Bloomberg reported that PDVSA won't accept less than $10 billion for its Houston-based CITGO division, which has a host of refining and marketing assets in the United States.
Specifically, CITGO operates three U.S. refineries in Lemont, Ill.; Lake Charles, La.; and Corpus Christi, Texas, capable of handling 749,000 gallons of fuel per day. CITGO also sells motor fuels via nearly 6,000 U.S. gas stations.
Experts told Reuters it may be difficult to find a single buyer for all of CITGO's assets because two of the refineries run heavy crude oil from Venezuela and U.S. refiners seek cheaper light crudes.
PDVSA first put CITGO up for sale in a July 29 bond prospectus. CITGO had sales of $42.3 billion last year, according to the prospectus.

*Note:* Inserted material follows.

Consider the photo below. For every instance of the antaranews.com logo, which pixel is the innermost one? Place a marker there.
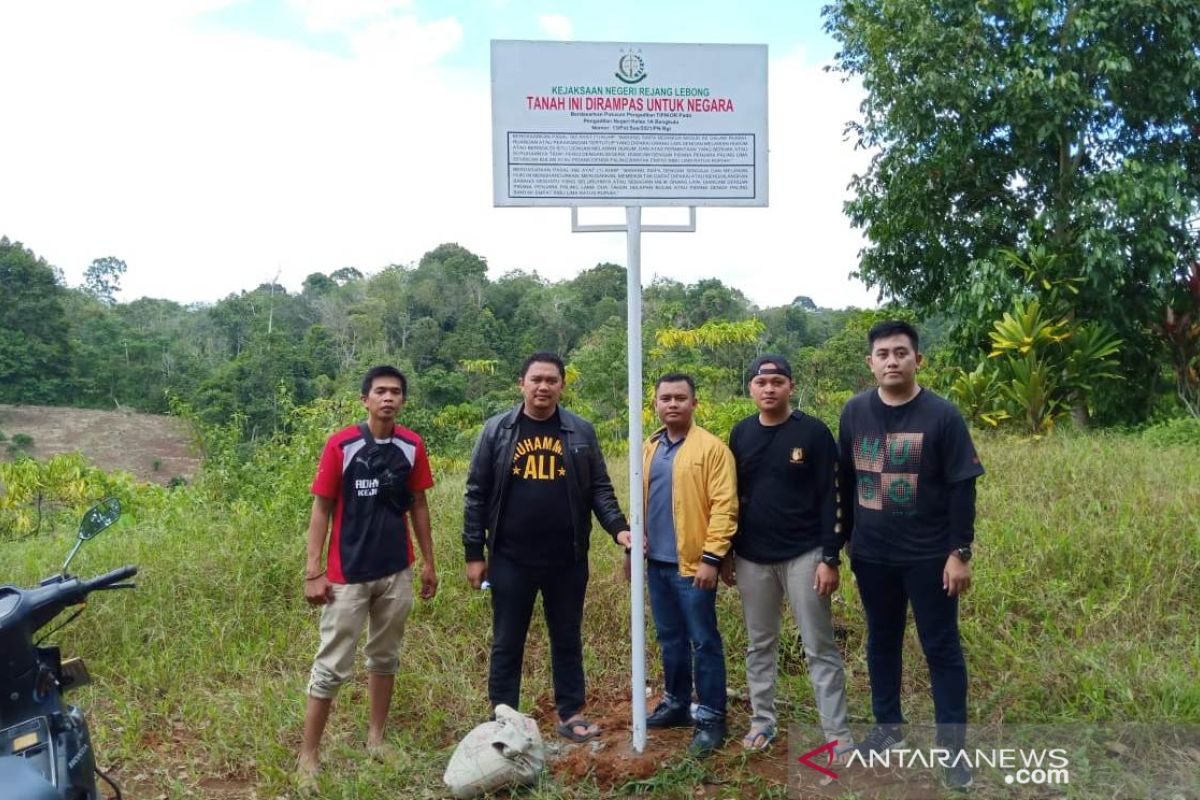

As for why PDVSA is seeking the sale of CITGO, Venezuelan President Nicolas Maduro wants to sell foreign refineries to boost oil exports to China, raise cash and reduce the risk of having assets seized if it loses international lawsuits brought by former oil partners, according to a July 31 client report issued by GlobalSource Partners.
Ramirez has a different view, however. "Our situation is not like many analysts have said, claiming we need fiscal revenues," he told reporters. "We are doing well with our fiscal revenues from the oil sector."
Despite a potential sale of CITGO, Ramirez also stressed that oil deliveries to the U.S. would be unaffected.
At this point, it is too early to predict what companies could bid on CITGO's assets, nor how convenience store and gas station retailers would be affected if a sale took place.